In this study, we analyzed two types of single-crystal samples with different acceptor/donor ratios to understand how defect states influence high-field diode characteristics and temperature-dependent conduction mechanisms. In samples with high concentrations of both donors and acceptors, resulting in a high compensation ratio, localized defect states were densely distributed, forming abundant conduction pathways. In such sample, the carrier concentration did not completely freeze out even at low temperatures, allowing hopping conduction paths to remain active and enabling stable diode operation over a wide temperature range. However, the high defect density led to strong local electric-field concentration around specific defect sites, which significantly reduced the breakdown voltage under high electric-field conditions.
In contrast, sample with reduced concentrations of both donors and acceptors exhibited a lower defect density and a lower compensation ratio. In these low-defect samples, the electric-field distribution became more uniform, resulting in an enhanced breakdown voltage. As the temperature decreased, donor ionization was increasingly suppressed, leading to a rapid reduction in the number of conduction-band electrons and a transition in the dominant conduction mechanism to hopping transport between localized defect states. This transition proceeded from nearest-neighbor hopping, dominated by hopping between spatially adjacent defect states, to Mott variable range hopping at lower temperatures, where electrons preferentially hop to energetically closer states over longer distances. At the lowest temperatures, Efros–Shklovskii variable range hopping (ES VRH), governed by Coulomb interactions between localized states, became the dominant transport mechanism.
Notably, in the low-temperature regime where ES VRH dominates, the electrical response to an external magnetic field became significantly enhanced. In samples with high defect density and high compensation, the hopping network was overly dense, resulting in negligible magnetic-field-induced changes. In contrast, low-defect samples with sparse hopping networks exhibited pronounced magnetic-field dependence, as the applied magnetic field restricted the electronic trajectories and modified the diode behavior. These results demonstrate that defect structures not only determine the number of available conduction paths but also govern the degree of electronic localization and the effective hopping distance under magnetic fields. This highlights the strong coupling between hopping transport and magnetic-field effects in low-defect β-Ga2O3 crystals.

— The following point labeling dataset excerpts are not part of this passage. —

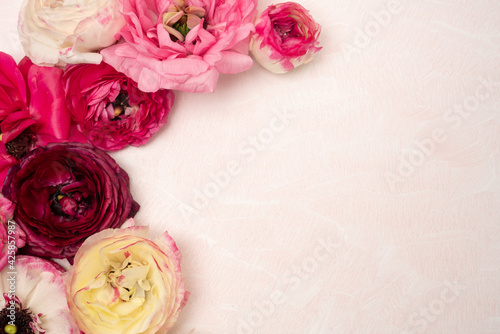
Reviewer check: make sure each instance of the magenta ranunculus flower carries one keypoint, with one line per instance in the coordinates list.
(11, 237)
(183, 45)
(109, 108)
(124, 283)
(286, 36)
(65, 192)
(32, 109)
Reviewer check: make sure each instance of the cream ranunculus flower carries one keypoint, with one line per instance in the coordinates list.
(122, 282)
(33, 298)
(60, 32)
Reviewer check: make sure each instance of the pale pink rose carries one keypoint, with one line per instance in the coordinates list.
(124, 283)
(60, 32)
(183, 45)
(286, 36)
(38, 298)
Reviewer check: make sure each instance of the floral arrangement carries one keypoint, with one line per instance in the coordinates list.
(100, 75)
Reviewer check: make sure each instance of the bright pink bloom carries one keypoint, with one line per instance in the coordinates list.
(109, 108)
(32, 109)
(285, 37)
(184, 45)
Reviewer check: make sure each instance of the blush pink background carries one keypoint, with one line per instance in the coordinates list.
(369, 205)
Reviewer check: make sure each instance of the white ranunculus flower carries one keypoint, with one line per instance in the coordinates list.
(33, 298)
(61, 32)
(123, 283)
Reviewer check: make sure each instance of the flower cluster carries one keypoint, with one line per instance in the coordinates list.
(100, 75)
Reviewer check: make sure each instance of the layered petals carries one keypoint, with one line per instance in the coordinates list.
(64, 193)
(123, 283)
(61, 32)
(286, 36)
(182, 45)
(109, 108)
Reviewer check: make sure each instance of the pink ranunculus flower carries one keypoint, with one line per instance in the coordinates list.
(11, 237)
(286, 36)
(109, 108)
(183, 45)
(34, 298)
(32, 109)
(60, 32)
(124, 283)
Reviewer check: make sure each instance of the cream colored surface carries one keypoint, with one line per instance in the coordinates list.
(356, 194)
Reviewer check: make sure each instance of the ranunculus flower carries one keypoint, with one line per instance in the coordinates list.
(123, 283)
(184, 45)
(35, 298)
(32, 109)
(285, 37)
(65, 192)
(109, 108)
(60, 32)
(11, 237)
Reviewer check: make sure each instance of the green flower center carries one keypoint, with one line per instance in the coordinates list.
(180, 19)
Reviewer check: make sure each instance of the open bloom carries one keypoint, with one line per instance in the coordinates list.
(60, 32)
(65, 192)
(123, 283)
(34, 299)
(183, 44)
(11, 238)
(285, 37)
(109, 108)
(32, 109)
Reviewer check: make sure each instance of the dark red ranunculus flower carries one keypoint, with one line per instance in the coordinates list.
(64, 193)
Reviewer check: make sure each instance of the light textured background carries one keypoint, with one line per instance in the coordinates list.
(413, 227)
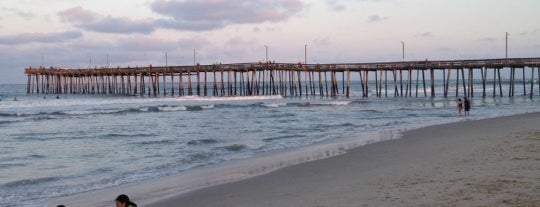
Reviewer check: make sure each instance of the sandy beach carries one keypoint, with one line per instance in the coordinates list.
(492, 162)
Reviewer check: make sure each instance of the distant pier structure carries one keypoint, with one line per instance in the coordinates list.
(384, 79)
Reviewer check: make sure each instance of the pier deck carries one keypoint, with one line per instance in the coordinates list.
(287, 79)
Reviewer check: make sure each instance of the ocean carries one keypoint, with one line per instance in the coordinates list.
(56, 146)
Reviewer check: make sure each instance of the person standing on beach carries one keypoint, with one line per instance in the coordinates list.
(467, 106)
(123, 201)
(460, 106)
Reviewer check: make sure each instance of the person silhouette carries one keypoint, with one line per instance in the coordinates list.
(467, 104)
(460, 106)
(123, 201)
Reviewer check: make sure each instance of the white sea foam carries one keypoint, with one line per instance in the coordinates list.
(172, 108)
(225, 98)
(274, 105)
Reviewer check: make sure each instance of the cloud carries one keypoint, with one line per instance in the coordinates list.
(425, 34)
(322, 41)
(335, 5)
(214, 14)
(39, 37)
(145, 44)
(488, 39)
(17, 12)
(92, 21)
(376, 18)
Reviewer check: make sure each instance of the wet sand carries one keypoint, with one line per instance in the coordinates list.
(492, 162)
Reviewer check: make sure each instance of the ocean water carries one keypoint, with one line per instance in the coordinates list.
(53, 147)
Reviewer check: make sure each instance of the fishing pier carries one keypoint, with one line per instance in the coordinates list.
(397, 79)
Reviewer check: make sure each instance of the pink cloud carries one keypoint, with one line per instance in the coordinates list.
(92, 21)
(214, 14)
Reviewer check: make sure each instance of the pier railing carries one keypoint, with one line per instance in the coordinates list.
(287, 79)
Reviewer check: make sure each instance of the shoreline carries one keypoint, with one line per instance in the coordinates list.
(479, 162)
(299, 182)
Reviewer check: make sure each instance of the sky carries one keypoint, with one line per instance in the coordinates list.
(94, 33)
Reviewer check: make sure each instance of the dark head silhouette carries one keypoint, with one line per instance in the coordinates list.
(123, 201)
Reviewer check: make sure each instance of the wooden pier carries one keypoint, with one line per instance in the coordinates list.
(286, 79)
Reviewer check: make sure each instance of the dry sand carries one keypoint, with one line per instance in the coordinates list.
(492, 162)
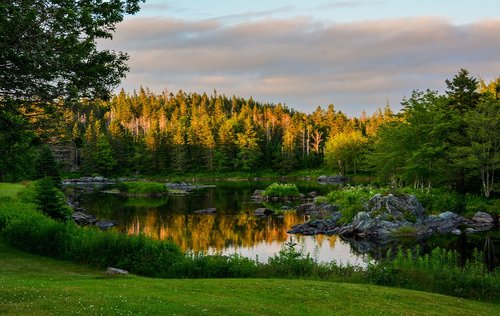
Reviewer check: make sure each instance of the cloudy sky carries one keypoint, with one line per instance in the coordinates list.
(357, 55)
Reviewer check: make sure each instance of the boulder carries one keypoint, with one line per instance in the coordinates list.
(332, 179)
(210, 210)
(105, 224)
(399, 207)
(258, 194)
(456, 231)
(483, 218)
(444, 222)
(83, 218)
(470, 230)
(262, 211)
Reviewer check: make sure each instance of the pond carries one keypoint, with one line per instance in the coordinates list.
(234, 229)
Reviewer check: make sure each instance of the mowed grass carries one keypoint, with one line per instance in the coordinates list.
(34, 285)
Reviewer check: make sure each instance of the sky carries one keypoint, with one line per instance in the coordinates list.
(357, 55)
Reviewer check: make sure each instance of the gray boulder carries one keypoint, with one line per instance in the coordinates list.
(210, 210)
(105, 224)
(483, 218)
(83, 218)
(262, 211)
(398, 207)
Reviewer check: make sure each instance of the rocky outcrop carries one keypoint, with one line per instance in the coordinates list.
(97, 180)
(262, 211)
(210, 210)
(184, 188)
(105, 224)
(386, 216)
(83, 219)
(332, 179)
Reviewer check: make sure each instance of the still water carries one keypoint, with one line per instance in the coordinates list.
(232, 230)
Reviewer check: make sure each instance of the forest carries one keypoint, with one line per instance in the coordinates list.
(438, 139)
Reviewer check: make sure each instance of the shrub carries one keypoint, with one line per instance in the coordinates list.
(282, 190)
(436, 201)
(50, 200)
(352, 200)
(439, 271)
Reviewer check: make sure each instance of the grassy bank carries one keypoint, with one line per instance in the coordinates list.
(31, 284)
(23, 227)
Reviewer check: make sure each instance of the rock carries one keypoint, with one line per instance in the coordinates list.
(483, 218)
(470, 230)
(115, 271)
(456, 231)
(105, 224)
(83, 219)
(258, 194)
(332, 179)
(399, 207)
(262, 211)
(210, 210)
(305, 207)
(320, 198)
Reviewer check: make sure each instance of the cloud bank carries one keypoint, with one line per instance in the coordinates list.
(303, 62)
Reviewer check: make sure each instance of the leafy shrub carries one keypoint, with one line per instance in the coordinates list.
(282, 190)
(436, 201)
(474, 203)
(290, 261)
(143, 188)
(440, 271)
(351, 200)
(50, 200)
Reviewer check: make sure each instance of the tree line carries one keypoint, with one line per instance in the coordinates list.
(149, 133)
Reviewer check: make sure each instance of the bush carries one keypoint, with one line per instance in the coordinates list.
(474, 203)
(282, 190)
(351, 200)
(50, 200)
(437, 201)
(440, 271)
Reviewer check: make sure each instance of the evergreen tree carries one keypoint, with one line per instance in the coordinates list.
(46, 165)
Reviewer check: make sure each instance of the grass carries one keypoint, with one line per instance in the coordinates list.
(32, 284)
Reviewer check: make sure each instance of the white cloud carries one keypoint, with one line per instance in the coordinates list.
(305, 63)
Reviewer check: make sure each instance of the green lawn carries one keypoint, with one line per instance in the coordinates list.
(34, 285)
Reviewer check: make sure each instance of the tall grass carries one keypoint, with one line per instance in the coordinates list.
(441, 271)
(282, 190)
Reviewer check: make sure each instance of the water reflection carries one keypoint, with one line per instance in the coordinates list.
(232, 230)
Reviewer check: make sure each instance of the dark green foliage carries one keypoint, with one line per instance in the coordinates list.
(282, 190)
(290, 262)
(50, 200)
(46, 165)
(351, 200)
(440, 271)
(143, 188)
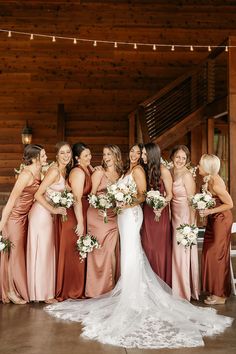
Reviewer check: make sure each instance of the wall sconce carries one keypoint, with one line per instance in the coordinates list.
(26, 134)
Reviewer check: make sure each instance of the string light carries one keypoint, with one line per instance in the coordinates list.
(191, 47)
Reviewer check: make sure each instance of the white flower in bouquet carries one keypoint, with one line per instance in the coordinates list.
(156, 201)
(187, 235)
(5, 244)
(86, 244)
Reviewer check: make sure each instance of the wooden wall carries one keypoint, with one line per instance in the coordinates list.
(100, 85)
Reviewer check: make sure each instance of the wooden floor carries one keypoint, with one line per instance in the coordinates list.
(28, 329)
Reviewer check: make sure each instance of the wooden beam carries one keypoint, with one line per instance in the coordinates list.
(61, 117)
(232, 120)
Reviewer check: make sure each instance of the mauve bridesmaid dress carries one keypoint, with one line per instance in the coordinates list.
(157, 241)
(185, 274)
(41, 269)
(102, 263)
(13, 265)
(216, 253)
(71, 272)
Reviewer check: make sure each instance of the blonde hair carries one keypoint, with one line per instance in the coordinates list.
(210, 163)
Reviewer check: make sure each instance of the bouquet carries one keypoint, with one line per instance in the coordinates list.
(187, 235)
(86, 244)
(101, 202)
(202, 201)
(156, 201)
(121, 194)
(61, 199)
(5, 244)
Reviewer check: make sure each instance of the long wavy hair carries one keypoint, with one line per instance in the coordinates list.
(116, 153)
(153, 171)
(140, 161)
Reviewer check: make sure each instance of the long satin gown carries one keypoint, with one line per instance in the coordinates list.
(102, 263)
(140, 311)
(216, 253)
(13, 265)
(41, 269)
(71, 272)
(157, 241)
(185, 273)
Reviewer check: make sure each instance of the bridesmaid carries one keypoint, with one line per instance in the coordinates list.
(71, 272)
(156, 235)
(185, 275)
(14, 225)
(102, 263)
(216, 246)
(41, 234)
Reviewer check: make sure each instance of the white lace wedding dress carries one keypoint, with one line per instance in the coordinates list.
(140, 311)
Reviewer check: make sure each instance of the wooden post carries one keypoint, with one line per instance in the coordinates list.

Taken together, our results establish that the density and relative ratio of defect states in β-Ga2O3 are key factors governing high-field breakdown voltage, temperature-dependent conduction mechanisms, and low-temperature magnetic-field dependence. By appropriately controlling acceptor/donor compensation, the density and topology of the defect network can be engineered, enabling simultaneous optimization of high electric field reliability, wide-temperature range operation, and magnetic-field responsive charge transport.
This study experimentally demonstrates that defect engineering plays a critical role not only in improving the performance of β-Ga2O3 based power devices but also in realizing novel operation modes under cryogenic and magnetic-field environments.